Some of the alternative remedies for plantar warts that seem to work for some people but not better than salicylic acid and cryotheraphy include:

  • Smoke: smoke box from burnt leaves of a tree called Populus euphratica,
  • Silver Nitrate: you can apply this in your wart, can be ointment or solution,
  • Zinc: available as a pill or ointment and effective for people with zinc deficiency.

8 Lifestyle and Coping

Plantar warts may be uncomfortable and difficult to cope with. Speak with your doctor to seek the best course of treatment.
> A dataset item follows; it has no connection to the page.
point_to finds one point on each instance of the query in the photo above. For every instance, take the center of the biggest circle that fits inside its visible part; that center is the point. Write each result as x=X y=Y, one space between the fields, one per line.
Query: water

A lot of people have remove plantar warts by:

  • peeling medicine or salicylic acid – can be a liquid or patch and this is done by washing the affected area then soak it for up to 20 minutes. Remove the dead tissue with an emery board or pumice stone and apply the patch or solution. Change the patch after 48 hours and in liquid you can use it for twice a day;
  • freezing medicine or cryotheraphy – this is done by freezing the wart with a Compound W Freeze Off or Dr. Scholl’s Freeze Away but some of the wart removers are flammable according to the Food and Drug Administration;
  • duct tape – to cover the wart with silver duct tape for up to six days then soak it in water and remove the dead tissue, and then leave it exposed for up to 12 hours. You can repeat this until it is gone.

9 Risks and Complications

The risk of having a plantar warts include:

  • children and teenagers; people who had plantar warts before;
  • people who walk barefoot where exposure to a wart-causing virus is common;
  • people with weakened immune system.

You may alter your normal posture or gait if your plantar warts is painful and this would change on how you walk, stand or run and can cause discomfort in your muscle or joint.